CFB Playoff hopes: 5 teams that helped themselves, Week 2

Follow TSS on Twitter @TheStudentSect

As stated last week, there are certain things you can never talk too early about: beer fests, three-day weekends, college football playoffs … things of that nature. The regular season is the playoffs. It’s cliche, but that doesn’t make it any less real.

We started with week one last week, and here we are in week two. As a reminder, if your team isn’t on here, it isn’t because I hate it. Maybe you just need to send me more money. Kidding. Sort of.

*

5. LSU

Playing in Starkville to basically open your season (their game against McNeese State in week 1 was cancelled) seems like the exact opposite of what LSU was thinking when it scheduled a “come over for a flogging and I’ll pay you handsomely” tilt in week one. The Bulldogs mounted a scathing rally to come within three of winning, two of the tie, but in the end it wasn’t meant to be. In spite of being outscored 16-7 in the second half, there are no such things as bad road wins. LSU will need to find more non-Leonard Fournette related offense, but that’s a worry for another day.

4. UCLA

UCLA moves up the ladder not so much because it came onto UNLV’s hedges and trimmed them bare, down to the twigs, but because the Bruins saw BYU win and will obtain a major feather in their cap if they can win that game next week. Free advice to Jim Mora, Jr.: be up by at least 9 when BYU gets its final possession.

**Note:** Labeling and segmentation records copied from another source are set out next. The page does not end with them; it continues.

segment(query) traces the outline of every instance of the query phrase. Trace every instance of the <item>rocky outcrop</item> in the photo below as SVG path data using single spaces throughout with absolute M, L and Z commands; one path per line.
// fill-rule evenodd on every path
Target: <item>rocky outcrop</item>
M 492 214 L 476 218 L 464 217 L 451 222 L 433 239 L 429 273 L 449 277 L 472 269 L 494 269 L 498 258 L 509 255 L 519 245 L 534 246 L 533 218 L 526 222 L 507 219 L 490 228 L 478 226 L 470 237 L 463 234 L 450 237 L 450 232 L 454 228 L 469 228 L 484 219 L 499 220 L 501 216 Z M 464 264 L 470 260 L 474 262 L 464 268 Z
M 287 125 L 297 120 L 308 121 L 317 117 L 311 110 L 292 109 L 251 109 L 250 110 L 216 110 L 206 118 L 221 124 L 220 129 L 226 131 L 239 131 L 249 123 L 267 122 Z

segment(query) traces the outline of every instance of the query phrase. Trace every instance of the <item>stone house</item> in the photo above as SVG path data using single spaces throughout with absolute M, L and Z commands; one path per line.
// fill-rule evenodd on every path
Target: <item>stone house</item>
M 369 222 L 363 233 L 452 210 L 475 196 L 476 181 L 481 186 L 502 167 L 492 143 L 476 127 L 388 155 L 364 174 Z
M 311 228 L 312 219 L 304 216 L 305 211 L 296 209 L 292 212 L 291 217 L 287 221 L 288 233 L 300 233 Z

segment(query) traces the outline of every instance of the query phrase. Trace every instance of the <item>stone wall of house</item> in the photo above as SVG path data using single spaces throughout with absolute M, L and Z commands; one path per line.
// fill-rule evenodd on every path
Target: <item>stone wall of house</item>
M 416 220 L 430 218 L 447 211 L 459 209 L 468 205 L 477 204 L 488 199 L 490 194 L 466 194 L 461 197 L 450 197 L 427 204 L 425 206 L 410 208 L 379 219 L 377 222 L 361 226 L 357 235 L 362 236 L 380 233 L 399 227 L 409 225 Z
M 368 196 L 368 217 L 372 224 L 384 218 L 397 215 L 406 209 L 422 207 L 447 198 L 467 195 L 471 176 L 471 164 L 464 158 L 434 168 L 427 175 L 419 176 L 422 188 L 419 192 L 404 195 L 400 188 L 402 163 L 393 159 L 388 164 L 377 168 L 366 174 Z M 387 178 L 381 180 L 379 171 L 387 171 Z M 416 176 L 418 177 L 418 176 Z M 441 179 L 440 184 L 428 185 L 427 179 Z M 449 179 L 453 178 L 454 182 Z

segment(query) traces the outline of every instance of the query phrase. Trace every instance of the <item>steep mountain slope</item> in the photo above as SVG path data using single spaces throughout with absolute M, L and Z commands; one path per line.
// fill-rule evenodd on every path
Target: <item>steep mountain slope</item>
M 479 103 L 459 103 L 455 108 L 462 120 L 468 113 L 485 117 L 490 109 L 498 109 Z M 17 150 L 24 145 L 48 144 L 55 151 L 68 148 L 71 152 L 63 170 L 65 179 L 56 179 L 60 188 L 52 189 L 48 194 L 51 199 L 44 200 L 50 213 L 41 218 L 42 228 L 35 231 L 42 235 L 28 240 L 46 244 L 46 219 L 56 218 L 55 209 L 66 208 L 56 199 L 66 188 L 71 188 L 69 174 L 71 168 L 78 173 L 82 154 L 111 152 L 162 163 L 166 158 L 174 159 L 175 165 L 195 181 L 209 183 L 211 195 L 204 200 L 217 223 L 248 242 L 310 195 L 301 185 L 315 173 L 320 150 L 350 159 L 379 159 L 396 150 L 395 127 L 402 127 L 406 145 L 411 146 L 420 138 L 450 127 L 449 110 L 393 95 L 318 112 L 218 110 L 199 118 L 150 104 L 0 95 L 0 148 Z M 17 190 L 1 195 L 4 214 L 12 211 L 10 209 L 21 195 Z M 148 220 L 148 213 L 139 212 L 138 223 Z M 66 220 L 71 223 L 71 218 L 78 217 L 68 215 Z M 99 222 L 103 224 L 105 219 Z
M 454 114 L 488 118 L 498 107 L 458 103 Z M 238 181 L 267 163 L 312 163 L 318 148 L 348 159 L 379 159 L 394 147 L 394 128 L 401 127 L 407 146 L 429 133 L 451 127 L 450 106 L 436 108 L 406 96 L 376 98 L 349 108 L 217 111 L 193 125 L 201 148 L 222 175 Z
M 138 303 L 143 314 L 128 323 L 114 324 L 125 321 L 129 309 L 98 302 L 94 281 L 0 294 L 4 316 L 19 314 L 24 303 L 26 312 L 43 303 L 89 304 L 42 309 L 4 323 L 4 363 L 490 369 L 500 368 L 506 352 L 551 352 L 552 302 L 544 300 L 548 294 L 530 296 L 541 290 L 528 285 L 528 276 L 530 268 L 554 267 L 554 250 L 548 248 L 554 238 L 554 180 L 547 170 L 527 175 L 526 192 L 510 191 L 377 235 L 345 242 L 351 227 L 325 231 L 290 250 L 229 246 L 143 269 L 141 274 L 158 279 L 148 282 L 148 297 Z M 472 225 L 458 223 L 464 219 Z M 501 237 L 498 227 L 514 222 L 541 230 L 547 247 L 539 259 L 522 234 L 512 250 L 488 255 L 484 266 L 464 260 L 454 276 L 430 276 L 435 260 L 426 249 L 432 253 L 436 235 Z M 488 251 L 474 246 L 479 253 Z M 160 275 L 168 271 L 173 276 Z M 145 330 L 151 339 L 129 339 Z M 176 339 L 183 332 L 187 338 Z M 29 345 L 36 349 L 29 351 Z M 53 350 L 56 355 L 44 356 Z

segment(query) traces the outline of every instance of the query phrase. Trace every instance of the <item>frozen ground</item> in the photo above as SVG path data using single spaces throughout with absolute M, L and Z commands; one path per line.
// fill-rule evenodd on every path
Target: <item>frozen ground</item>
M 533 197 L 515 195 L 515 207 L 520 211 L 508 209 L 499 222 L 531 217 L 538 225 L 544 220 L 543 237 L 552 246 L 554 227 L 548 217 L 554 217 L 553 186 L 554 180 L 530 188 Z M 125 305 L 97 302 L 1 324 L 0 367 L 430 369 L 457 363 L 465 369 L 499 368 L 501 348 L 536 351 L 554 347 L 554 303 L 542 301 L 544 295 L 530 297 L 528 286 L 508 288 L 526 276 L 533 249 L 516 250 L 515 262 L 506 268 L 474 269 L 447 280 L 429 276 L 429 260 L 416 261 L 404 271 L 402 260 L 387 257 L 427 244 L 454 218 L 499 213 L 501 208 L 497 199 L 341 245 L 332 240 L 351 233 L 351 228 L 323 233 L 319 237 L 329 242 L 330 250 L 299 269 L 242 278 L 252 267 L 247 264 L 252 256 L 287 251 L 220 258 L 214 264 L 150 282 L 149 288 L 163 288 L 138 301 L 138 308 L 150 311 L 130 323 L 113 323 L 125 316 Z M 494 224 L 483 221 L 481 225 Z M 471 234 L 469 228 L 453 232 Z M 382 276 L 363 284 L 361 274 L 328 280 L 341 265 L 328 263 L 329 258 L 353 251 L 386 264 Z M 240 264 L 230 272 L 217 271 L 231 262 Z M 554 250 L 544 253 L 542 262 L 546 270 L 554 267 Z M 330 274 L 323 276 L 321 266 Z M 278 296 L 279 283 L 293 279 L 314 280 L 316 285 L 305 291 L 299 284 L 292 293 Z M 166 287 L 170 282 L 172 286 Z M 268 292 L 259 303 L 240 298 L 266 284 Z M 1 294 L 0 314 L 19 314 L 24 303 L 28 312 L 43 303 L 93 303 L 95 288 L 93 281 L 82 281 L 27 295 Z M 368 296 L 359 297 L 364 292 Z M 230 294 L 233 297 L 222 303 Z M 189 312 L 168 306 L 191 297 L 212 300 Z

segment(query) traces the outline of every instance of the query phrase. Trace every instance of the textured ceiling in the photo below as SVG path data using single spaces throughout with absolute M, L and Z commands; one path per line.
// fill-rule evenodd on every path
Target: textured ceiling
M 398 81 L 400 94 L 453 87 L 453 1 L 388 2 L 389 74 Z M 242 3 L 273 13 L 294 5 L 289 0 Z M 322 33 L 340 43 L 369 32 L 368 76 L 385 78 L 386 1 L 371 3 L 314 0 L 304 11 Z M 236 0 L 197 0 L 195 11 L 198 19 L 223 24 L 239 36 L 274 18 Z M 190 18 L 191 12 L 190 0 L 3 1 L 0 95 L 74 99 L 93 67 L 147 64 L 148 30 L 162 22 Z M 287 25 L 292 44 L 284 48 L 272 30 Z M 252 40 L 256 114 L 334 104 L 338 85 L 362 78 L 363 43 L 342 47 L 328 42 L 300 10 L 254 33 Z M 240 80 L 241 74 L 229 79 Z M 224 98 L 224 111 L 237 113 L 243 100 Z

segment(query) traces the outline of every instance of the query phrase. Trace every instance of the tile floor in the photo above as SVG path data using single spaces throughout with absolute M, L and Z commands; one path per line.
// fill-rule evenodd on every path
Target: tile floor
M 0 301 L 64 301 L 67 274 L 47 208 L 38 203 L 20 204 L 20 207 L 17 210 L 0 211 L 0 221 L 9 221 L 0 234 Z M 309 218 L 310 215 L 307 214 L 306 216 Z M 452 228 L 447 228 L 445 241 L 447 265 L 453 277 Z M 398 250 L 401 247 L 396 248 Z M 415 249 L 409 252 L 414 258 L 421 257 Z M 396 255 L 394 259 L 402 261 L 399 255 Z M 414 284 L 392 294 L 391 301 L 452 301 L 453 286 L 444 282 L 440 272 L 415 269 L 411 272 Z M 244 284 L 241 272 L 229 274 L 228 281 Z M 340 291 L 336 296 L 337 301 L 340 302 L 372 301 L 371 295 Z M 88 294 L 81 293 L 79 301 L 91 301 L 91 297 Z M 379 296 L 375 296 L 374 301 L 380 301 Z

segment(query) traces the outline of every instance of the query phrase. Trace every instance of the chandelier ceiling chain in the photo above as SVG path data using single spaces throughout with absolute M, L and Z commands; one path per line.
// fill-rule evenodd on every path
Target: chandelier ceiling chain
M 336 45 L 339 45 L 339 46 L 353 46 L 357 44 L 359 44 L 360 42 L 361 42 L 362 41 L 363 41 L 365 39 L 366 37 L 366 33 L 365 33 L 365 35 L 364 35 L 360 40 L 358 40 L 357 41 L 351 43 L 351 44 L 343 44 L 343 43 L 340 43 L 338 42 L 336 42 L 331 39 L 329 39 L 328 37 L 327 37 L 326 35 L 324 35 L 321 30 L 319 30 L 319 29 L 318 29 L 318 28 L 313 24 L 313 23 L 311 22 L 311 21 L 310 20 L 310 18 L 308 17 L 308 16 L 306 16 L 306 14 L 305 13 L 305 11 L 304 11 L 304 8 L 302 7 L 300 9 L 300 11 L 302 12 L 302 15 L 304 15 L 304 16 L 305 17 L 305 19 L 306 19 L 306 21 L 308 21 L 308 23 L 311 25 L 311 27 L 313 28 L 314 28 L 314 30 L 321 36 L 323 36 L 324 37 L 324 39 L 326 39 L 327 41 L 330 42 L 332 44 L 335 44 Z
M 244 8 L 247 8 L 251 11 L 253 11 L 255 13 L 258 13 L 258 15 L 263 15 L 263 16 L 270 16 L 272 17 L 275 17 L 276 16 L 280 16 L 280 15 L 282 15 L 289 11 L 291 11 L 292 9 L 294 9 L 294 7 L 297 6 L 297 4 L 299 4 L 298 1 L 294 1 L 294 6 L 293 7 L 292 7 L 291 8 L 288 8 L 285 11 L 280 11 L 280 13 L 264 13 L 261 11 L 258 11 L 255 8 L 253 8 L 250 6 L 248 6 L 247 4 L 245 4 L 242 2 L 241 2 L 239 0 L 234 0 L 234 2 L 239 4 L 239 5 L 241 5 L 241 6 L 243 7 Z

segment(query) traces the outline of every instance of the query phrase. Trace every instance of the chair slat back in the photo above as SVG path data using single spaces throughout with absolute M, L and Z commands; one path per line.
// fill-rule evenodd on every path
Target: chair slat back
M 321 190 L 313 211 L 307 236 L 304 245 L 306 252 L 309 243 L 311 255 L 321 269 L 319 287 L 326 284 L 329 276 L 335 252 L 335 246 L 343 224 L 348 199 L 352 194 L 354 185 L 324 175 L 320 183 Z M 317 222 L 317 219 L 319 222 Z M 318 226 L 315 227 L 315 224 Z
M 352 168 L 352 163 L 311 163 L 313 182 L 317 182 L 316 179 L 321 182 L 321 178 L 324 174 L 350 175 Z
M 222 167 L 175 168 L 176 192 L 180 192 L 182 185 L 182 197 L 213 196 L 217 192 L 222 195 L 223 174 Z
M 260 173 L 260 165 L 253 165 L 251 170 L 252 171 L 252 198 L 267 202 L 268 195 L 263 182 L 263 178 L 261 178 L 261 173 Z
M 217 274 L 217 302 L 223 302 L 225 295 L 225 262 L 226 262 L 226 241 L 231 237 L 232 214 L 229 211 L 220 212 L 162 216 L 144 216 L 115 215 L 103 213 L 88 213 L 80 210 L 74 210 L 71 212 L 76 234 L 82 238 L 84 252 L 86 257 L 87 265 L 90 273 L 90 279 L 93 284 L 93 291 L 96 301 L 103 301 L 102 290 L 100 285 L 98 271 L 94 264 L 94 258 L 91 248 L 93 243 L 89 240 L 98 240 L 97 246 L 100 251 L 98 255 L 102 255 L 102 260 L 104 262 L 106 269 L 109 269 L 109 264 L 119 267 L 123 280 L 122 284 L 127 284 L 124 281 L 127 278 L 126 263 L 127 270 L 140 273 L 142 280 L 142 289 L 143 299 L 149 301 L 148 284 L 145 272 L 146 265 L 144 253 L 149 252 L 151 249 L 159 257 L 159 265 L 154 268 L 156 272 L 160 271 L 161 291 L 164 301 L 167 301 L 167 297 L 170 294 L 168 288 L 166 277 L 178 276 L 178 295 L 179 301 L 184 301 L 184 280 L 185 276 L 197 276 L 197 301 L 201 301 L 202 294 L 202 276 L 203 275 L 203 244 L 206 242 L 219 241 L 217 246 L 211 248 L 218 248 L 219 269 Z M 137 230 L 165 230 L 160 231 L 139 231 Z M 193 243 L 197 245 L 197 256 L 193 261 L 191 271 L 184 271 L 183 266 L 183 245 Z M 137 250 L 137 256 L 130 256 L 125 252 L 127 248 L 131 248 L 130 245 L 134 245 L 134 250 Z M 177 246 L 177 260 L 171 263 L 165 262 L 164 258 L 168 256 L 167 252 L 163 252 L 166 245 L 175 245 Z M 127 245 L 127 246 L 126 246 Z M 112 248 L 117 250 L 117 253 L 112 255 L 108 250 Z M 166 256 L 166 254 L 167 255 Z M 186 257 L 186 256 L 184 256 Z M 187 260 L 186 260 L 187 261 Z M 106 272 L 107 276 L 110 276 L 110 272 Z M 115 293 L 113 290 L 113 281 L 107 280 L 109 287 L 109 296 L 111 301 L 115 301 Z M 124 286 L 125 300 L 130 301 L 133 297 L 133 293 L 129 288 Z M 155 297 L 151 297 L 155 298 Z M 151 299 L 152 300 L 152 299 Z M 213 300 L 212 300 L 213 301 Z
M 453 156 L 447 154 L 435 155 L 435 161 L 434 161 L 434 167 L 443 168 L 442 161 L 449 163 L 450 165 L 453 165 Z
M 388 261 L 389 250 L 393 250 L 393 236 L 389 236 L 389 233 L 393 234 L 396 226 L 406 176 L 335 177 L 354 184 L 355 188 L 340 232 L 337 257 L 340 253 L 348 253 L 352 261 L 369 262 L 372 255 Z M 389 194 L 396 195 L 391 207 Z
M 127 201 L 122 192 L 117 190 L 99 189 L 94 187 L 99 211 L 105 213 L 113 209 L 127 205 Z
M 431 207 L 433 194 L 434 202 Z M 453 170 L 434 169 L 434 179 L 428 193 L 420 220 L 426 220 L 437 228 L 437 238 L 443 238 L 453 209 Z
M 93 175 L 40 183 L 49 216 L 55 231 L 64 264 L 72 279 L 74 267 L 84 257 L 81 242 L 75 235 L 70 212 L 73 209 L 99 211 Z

Quarterback Josh Rosen and running back Paul Perkins have highlighted the first two games, but when it comes down to it and you’re parsing betwixt which 1 or 2-loss teams may deserve to be in over others, games against teams like BYU can tilt the balance of opinion one way. Of course, that’s the easy part. The hard part is actually killing off …

3. BYU

Tanner Mangum sounds like the real-life name of some hipster Marvel Comics villain. In real life, though, he plays quarterback for Vampire BYU, which never actually dies. Riding their second straight Hail Emma Smith in a win this time over Boise State, the Cougarrs have thrust themselves into:

1. lore;

2. more importantly, a national conversation that will only continue and make the CFB Playoff committee uncomfortable the more they keep winning.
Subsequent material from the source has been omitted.